Guests from space: 6 large meteorites that fell in Russia's Far East

Meteors streak across the night sky over the Galenki RT-70 radio telescope.

Meteors streak across the night sky over the Galenki RT-70 radio telescope.

Yuri Smityuk/TASS
Meteorites have been landing in Russia's Far East for millennia. From a couple pounds to 100 tons, these astronomical bodies have left their mark on the landscape, and even postage stamps.

On December 6, a meteorite fell in the Sayanogorsk district in the Republic of Khakassia. According to preliminary reports, the celestial body was about 32-50 feet in diameter and it had either a rocky or rocky-water composition. Scientists said that such celestial bodies fall to Earth every day.

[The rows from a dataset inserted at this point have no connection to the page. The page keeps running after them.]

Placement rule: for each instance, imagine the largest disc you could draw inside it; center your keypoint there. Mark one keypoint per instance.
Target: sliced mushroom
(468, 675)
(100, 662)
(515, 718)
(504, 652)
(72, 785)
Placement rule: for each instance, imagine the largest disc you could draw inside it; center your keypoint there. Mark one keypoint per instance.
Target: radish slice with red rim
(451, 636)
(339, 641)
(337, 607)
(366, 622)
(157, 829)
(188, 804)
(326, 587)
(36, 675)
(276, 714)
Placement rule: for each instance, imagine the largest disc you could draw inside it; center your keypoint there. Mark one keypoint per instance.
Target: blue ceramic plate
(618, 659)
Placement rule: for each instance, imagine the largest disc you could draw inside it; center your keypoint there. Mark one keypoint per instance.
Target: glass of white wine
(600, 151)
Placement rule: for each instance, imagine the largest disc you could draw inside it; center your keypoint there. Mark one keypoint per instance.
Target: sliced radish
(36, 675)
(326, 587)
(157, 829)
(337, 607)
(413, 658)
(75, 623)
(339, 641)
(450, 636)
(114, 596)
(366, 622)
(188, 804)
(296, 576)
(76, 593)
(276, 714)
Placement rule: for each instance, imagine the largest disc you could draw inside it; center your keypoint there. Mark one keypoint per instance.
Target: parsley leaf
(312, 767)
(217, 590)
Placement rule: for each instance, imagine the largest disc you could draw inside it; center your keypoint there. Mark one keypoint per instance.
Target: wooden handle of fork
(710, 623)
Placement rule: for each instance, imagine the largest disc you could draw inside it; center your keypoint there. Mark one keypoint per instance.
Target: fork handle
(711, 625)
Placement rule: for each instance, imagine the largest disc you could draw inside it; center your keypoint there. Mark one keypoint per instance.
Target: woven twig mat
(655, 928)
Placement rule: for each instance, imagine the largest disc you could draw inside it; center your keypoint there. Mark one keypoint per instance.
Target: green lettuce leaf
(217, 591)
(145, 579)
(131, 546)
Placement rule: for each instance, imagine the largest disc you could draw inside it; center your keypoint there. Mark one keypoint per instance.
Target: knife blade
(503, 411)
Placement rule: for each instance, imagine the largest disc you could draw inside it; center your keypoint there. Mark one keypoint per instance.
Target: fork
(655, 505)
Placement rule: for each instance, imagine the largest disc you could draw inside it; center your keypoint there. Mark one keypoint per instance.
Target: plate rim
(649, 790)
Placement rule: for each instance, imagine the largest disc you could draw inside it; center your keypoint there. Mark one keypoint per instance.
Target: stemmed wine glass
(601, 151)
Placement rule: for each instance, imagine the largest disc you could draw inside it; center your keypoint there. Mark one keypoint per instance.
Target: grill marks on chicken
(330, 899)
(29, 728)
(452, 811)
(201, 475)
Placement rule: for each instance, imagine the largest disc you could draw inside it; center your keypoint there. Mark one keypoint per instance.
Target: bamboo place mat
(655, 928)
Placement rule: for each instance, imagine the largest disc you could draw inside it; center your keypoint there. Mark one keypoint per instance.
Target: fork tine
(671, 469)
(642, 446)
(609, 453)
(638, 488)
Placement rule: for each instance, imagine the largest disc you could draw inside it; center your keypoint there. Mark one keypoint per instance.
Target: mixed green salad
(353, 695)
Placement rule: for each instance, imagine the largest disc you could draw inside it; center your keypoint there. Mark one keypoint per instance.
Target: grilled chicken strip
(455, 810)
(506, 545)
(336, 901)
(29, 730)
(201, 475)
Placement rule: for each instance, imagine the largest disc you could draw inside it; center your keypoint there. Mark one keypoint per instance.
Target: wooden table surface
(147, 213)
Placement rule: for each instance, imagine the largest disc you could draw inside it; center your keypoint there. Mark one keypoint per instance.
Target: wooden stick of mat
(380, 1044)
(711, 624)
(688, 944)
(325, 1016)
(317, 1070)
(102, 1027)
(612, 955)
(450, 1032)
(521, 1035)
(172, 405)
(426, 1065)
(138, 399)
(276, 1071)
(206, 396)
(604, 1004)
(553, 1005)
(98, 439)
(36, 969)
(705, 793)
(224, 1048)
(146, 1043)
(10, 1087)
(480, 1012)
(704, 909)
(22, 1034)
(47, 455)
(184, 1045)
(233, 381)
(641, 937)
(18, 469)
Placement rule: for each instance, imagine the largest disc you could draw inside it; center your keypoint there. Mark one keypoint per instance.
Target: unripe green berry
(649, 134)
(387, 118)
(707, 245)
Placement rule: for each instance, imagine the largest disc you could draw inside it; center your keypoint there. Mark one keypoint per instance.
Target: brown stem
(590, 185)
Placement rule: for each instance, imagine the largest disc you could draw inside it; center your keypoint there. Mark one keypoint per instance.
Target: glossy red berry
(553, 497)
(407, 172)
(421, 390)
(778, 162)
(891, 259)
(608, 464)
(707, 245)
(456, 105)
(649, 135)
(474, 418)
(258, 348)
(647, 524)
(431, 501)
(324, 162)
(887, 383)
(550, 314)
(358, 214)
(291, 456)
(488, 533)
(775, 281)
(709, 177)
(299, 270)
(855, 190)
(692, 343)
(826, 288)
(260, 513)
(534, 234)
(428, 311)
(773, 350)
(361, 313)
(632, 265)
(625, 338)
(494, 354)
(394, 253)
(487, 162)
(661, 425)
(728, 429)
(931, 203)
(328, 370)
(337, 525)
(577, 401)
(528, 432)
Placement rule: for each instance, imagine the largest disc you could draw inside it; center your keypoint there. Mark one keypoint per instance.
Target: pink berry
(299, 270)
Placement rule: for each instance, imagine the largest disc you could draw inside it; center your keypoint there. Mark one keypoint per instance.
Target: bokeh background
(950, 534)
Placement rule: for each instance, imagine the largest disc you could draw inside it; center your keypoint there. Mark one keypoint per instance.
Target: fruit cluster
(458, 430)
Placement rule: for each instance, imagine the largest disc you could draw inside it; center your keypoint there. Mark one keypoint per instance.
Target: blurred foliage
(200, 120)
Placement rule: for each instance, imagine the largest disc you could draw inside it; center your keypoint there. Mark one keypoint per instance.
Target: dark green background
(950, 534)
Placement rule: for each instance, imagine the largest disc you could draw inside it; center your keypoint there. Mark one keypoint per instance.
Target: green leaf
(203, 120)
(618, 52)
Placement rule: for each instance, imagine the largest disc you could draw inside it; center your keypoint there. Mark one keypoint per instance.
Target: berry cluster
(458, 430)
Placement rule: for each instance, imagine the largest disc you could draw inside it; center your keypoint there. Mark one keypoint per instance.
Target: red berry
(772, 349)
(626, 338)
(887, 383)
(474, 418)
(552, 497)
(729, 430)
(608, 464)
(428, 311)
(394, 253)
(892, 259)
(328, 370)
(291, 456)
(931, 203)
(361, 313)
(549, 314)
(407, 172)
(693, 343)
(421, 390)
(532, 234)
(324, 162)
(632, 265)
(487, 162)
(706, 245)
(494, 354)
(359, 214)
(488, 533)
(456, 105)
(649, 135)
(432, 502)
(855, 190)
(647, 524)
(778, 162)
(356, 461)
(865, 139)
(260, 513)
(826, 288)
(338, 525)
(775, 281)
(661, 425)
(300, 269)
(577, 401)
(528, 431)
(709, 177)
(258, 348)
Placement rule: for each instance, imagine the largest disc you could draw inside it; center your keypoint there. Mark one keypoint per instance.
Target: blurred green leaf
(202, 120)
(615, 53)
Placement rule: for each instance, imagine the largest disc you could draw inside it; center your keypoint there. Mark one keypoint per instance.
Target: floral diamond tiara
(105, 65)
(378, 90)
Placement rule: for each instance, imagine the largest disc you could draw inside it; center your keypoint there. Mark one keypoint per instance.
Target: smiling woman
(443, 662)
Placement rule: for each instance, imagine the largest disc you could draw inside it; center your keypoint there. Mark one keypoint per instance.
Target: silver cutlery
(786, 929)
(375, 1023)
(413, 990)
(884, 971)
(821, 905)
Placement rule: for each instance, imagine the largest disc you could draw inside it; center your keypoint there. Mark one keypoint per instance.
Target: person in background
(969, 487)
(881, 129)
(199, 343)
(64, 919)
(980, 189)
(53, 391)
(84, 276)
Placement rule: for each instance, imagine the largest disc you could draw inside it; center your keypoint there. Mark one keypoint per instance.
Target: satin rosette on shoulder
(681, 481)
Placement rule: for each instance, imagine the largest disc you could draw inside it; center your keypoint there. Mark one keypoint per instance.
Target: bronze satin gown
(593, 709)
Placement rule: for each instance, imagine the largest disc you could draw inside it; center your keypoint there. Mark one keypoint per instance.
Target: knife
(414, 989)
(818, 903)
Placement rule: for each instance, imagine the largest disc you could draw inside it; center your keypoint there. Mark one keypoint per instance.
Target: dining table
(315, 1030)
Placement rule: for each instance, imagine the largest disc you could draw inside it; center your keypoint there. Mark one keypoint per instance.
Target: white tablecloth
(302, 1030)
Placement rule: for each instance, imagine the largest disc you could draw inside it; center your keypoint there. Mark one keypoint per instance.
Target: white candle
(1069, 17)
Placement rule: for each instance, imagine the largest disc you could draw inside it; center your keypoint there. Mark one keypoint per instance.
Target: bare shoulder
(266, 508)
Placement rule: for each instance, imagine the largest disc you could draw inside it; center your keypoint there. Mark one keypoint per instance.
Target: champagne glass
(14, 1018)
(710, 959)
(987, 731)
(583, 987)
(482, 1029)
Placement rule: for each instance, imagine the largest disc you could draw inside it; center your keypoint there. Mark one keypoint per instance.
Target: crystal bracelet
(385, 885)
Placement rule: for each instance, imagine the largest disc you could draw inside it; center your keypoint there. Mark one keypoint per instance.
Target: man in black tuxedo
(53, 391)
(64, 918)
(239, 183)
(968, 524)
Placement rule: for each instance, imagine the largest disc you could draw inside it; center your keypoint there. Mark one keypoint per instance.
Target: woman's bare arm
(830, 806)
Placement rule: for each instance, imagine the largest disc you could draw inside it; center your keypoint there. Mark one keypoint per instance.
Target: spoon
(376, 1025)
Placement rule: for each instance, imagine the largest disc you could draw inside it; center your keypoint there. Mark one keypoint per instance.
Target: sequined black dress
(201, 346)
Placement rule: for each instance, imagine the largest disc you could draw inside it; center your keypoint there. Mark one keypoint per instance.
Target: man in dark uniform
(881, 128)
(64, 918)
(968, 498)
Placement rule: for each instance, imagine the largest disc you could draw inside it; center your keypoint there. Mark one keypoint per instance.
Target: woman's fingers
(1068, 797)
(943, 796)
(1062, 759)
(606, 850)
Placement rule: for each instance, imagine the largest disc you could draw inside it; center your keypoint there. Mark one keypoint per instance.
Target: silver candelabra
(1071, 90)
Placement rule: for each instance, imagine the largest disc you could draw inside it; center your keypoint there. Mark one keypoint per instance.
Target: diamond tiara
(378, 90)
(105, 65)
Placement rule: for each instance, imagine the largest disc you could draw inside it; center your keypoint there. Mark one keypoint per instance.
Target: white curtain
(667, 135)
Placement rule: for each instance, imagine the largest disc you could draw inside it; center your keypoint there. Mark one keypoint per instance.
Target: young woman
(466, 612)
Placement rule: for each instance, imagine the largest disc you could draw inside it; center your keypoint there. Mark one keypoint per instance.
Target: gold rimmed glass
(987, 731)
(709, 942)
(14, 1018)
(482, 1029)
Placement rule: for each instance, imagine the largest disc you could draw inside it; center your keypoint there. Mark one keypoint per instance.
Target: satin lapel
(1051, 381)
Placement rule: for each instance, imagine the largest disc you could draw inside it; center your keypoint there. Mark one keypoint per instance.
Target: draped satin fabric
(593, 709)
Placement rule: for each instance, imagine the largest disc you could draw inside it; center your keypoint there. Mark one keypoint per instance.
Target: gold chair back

1. The Sikhote-Alin meteorite

This is one of the largest and most famous meteorites to have ever fallen not only in the Far East but on the planet. On the morning of February 12, 1947, the residents of the Primorsky village Beitsukh saw a bright object in the sky, after which there was an explosion. Specialists discovered 106 craters and holes with a diameter of three to 92 feet and a depth of six feet. It was determined that the Sikhote-Alin meteorite weighed about 100 tons.

One of the witnesses to the meteorite's fall was painter Petr Medvedev, who was drawing a picture of the local landscape at the time. Ten years later, his drawing of the meteorite appeared on a postage stamp.

In 1972, the Beitsukh village was renamed Meteoritny.

2. The Boguslavka meteorite

Boguslavka meteorite / Georgy Kopytov/wikipedia.org (CC BY)Boguslavka meteorite / Georgy Kopytov/wikipedia.org (CC BY)

On October 18, 1916, there was a powerful explosion three miles from the Boguslavka village. A large cavity formed on the location of the fall, which later became a lake. The body of water does not exist anymore, but the contours of the lake can clearly be seen today.

This meteorite is considered to have been one of the biggest that people were able to observe. It weighed 564 pounds.

3. The Omolon meteorite

The finder, L. Tynavie and the meteorite Omolon / Archive photoThe finder, L. Tynavie and the meteorite Omolon / Archive photo

This meteorite fell to Earth on May 16, 1981, not far from the Omolon village in the Magadan Region. Reindeer breeder Ivan Tynavi was the only person who saw it fall. He took a small fragment of the meteorite and for several years carried it around with him in the tundra. In 1989, scientists in the Far East learned about Tynavi's discovery.

The Omolon meteorite, which weighed 551 pounds, is a priceless exhibit because of its type (the rare pallasite class) and form (a perfect four-sided pyramid).

4. The Aliskerovo meteorite

On July 10, 1977, gold mine workers in the Aliskerovo village in Chukhotka's Bilibinsky District were dredging the soil when they discovered a small metallic object resembling a spindle. At first the discovery was not given much consideration but then one of the workers suggested that it could be a meteorite. They decided to wait for a professional opinion from an expert geologist, who indeed confirmed the assumption of the object's extraterrestrial origin.

During the examination of the meteorite, it was concluded that the celestial body had fallen to Earth several thousand years ago.

5. The Bilibino meteorite

Bilibino / RASBilibino / RAS

Another meteorite in Chukhotka's Bilibinsky District was found on June 20, 1981, and also in a gold mine. At a 43-foot depth, bulldozers came upon a molten metal lump that had been wedged into the permafrost. The 220-pound discovery was carefully extracted and sent to Magadan for tests. Geologists concluded that the metallic meteorite had fallen to Earth about 3,000 to 6,000 years ago.

6. The Oiogos-Yar meteorite

This is the "northernmost" meteorite of all the ones that have ever been discovered by man. In 1990, Vadim Ryabchun, an employee of the RAS Far Eastern Division Magadan Geological Museum, found it on Yakutia's Arctic coast. The rock, which had a heavily melted and oxidized surface, had fallen to Earth about 10,000 years ago.

Although the meteorite's weight was only 2.5 lbs., a piece less than half an ounce was sent to Moscow for analysis.